Temporomandibular joint (TMJ) disorder (TMD) can cause a lot of problems and discomfort for our patients. While the best care is a diagnosis and corrective oral appliance therapy, there are some self-care measures you can share with your patients to help as well. Here are a few self-care tips that can help your patients find relief from their jaw pain.
Be mindful of what you eat
This isn’t about the right diet to lose weight. This is about understanding what types of food overextend the jaw and add even more pressure and pain. Sometimes it can be that simple: choose the right foods for your jaw.
Chewing strains the TMJ and when symptoms are bad, patients might not be able to chew at all. Patients can be mindful of what they eat by:
- Choosing soft foods. Look to scrambled eggs, oatmeal, yogurt, quiche, tofu, soup, smoothies, pasta, fish, mashed potatoes, milkshakes, bananas, applesauce, gelatin, ice cream, etc.
- Not biting into hard foods. Try to avoid whole apples, carrots and corn on the cob. Anything that overextends the jaw will cause added pain and discomfort.
- Grinding or finely chopping meats and other tough foods. Instead of reaching for that juicy steak, try hamburger meat instead. There are options that can help.
Alternate use of ice and heat
Ice helps reduce swelling and pain while heat helps relax the muscles, increasing blood flow. When a patient is experiencing severe pain, it is best to use a gel pack or cold pack. Apply the ice pack for about 10 to 20 minutes and repeat as needed. An easy way to make a cold pack is to place ice cubes in a plastic bag that seals at the top. Then wrap the bag in a clean, thin towel or cloth. Do not place ice or a cold pack directly on the skin.

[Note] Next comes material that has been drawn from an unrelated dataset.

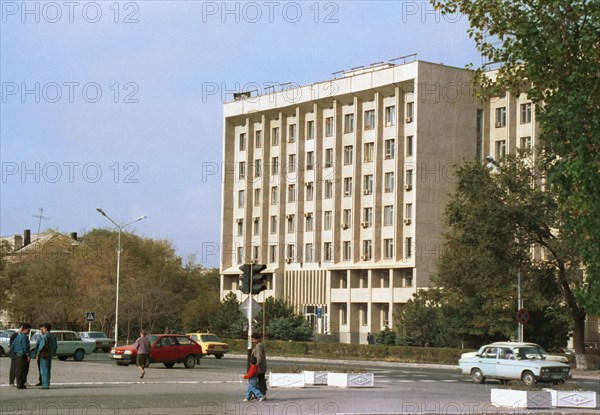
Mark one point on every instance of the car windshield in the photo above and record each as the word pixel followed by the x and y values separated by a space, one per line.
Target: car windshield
pixel 209 338
pixel 529 353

When experiencing mild to moderate muscle pain, that is when you should use moist heat. Apply a moist, warm towel to the muscles for 10 to 20 minutes–similar to when using a cold pack. Repeat this as needed as well.
Stay away from triggers
There are certain activities that can make TMD symptoms worse. It is vital that our patients learn to stay away from those triggers and limit the strain on their jaw muscles. This goes back to not eating hard to chewy foods. Be mindful of what you eat and how it impacts the jaw muscles.
If a patient’s jaw aches, it is also important to reschedule any routine dental visits, such as cleanings. And if the jaw pain is severe, it is vital they come in to see a specialist. Additionally, when yawning, patients should support their jaw. To do this, when a yawn is coming on, put a fist under the jaw and apply gentle pressure. It helps to prevent wide, painful yawns. And if any other activity hurts your jaw, avoid those as well.